Skip to contents

This function helps to remove highly correlated variables from a set of predictors. It supports multiple options some of which require both environmental predictors and observations, others only predictors.

Some of the options require different packages to be pre-installed, such as ranger or Boruta.

Usage

predictor_filter(env, keep = NULL, method = "pearson", ...)

Arguments

env

A data.frame or matrix with extracted environmental covariates for a given species.

keep

A vector with variables to keep regardless. These are usually variables for which prior information is known.

method

Which method to use for constructing the correlation matrix (Options: 'pearson' (Default), 'spearman'| 'kendal'), "abess", or "boruta".

...

Other options for a specific method

Value

A character

vector of variable names to be excluded. If the function fails due to some reason return NULL.

Details

Available options are:

  • "none" No prior variable removal is performed (Default).

  • "pearson", "spearman" or "kendall" Makes use of pairwise comparisons to identify and remove highly collinear predictors (Pearson's r >= 0.7).
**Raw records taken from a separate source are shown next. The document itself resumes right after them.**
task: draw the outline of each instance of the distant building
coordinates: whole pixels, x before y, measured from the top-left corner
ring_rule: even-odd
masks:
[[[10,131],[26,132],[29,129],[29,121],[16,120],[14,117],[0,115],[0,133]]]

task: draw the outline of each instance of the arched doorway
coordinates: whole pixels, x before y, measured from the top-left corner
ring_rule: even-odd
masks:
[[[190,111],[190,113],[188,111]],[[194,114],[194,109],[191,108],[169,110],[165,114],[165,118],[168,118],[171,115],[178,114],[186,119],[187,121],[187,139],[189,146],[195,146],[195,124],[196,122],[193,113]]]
  • "abess" A-priori adaptive best subset selection of covariates via the abess package (see References). Note that this effectively fits a separate generalized linear model to reduce the number of covariates.

  • "boruta" Uses the Boruta package to identify non-informative features.

Note

Using this function on predictors effectively means that a separate model is fitted on the data with all the assumptions that come with in (e.g. linearity, appropriateness of response, normality, etc).

Examples

if (FALSE) {
 # Remove highly correlated predictors
 env <- predictor_filter( env, option = "pearson")
}